In the course of time the differences between town and country became more marked. The town guilds began to have less and less to do with agriculture, although at first they were interested in it. The wealth in the town is turned to trade and manufacture, such as there was in those days. So, by the time of the Norman conquest, in 1066, we hear little of town guilds, but in almost every case _merchant guilds_. The _town guild_ has become a _merchant guild_, although composed of the same constituency. The commercial spirit has become the ruling spirit of the town.

As time went on and life and property became safer and trade increased, the consequent accumulation of wealth in towns produced important results in the character of these municipal institutions. "In becoming a merchant guild the body of citizens who formed" the government of "the town enlarged their powers of civic legislation by applying them to the control of their internal trade." No longer confining themselves to providing for public order or protection from unjust oppression or dangers from without, they began to legislate for their own immediate advancement and for their own pockets. "It became their especial business to obtain from the crown or from their lords wider commercial privileges, rights of coinage, grants of fairs, and exemptions from tolls; while within the town itself they framed regulations as to the sale and quality of goods, the control of markets, and the recovery of debts." And further, the members of the guild withdrew from the humbler trades to confine themselves to the larger business of commerce or trades requiring large capital, leaving the trades and traffic given up to their poorer neighbors. This ruling class comprised only a part of the inhabitants, only the members of the merchant guild. The great mass of the people, the artisans and the poor, the men without land, the serfs escaped from the country and gaining their freedom in the town, all had no voice in the government whatever. They lived and worked and earned their daily bread practically by permission or at least under the direct control of the merchant guild. From a simple association, the guilds in towns had become the governing body, and a government in the hands of a few at that. From the need of protection on account of individual weakness, the members of the guilds had grown to be in need of repression; and with the demand for repression came the instrument of repression--the _craft guild_. Against the autocratic power of the merchant guild arose the craft guilds, or associations of workers in the various trades, those trades abandoned by the merchants, and these guilds "soon rose into dangerous rivalry with the original merchant guild of the town."

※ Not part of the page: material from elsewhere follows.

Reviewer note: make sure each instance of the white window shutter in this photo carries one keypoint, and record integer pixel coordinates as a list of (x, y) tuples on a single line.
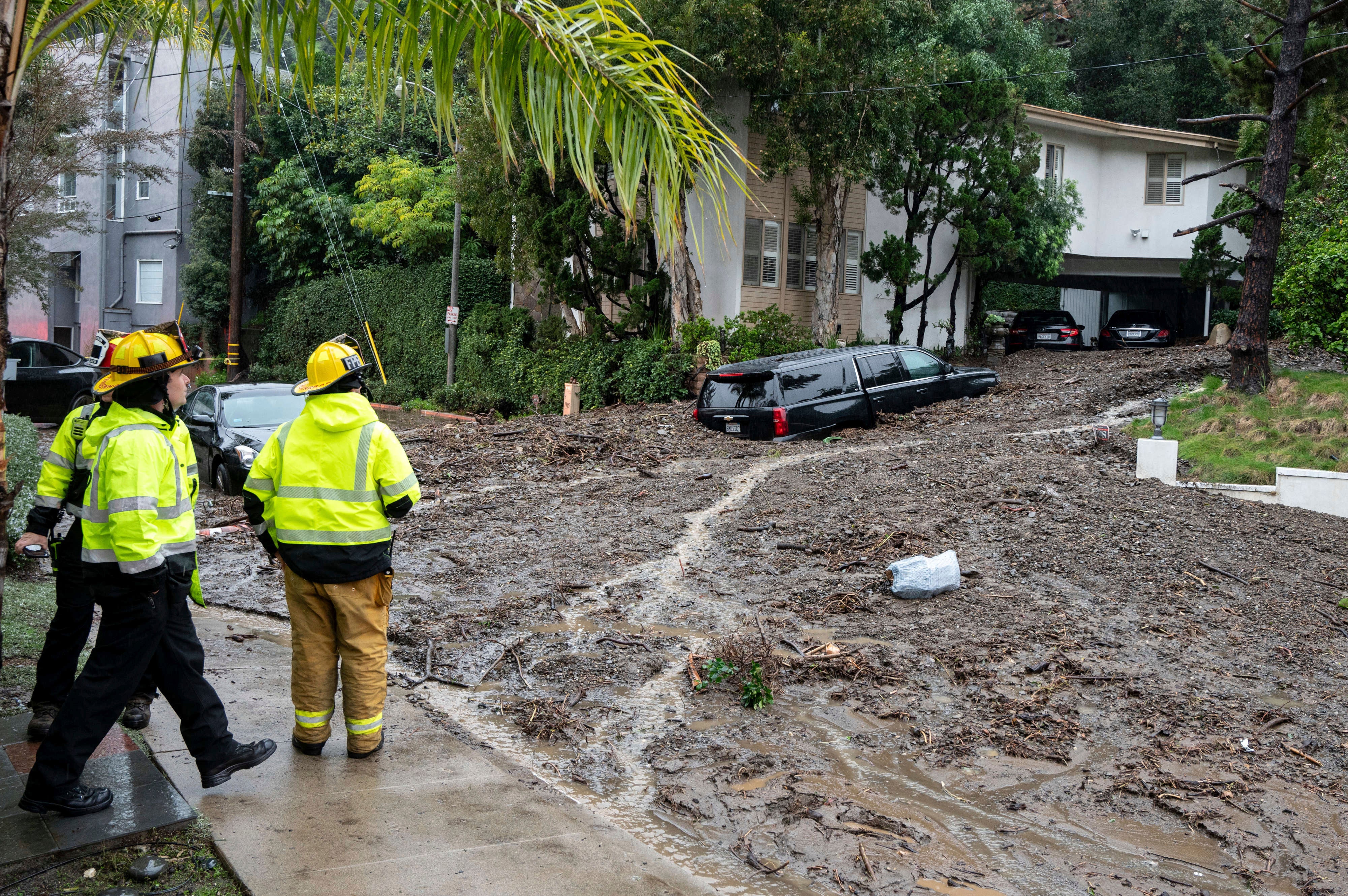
[(795, 246), (1156, 180), (753, 251), (812, 265), (772, 251), (1175, 174), (853, 269)]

These craft guilds in the old English towns, in order to attain their objects, considered it necessary to compel the whole body of craftsmen belonging to the trade to join the guild of that craft or trade; and further, that the guild should have legal control over the trade itself--who should be admitted to it, and so forth. "A royal charter was indispensable for these purposes, and over the grant of these charters took place the first struggle with the merchant guild, which had till then solely exercised jurisdiction over trade within the borough." The struggle was a fierce one and long continued, but the spread of the craft guilds went steadily on, and the control of trade passed into their hands. Then the next step--a share in the government of the borough itself--was taken, and the government of the towns passed from an oligarchy into the hands of the middle classes.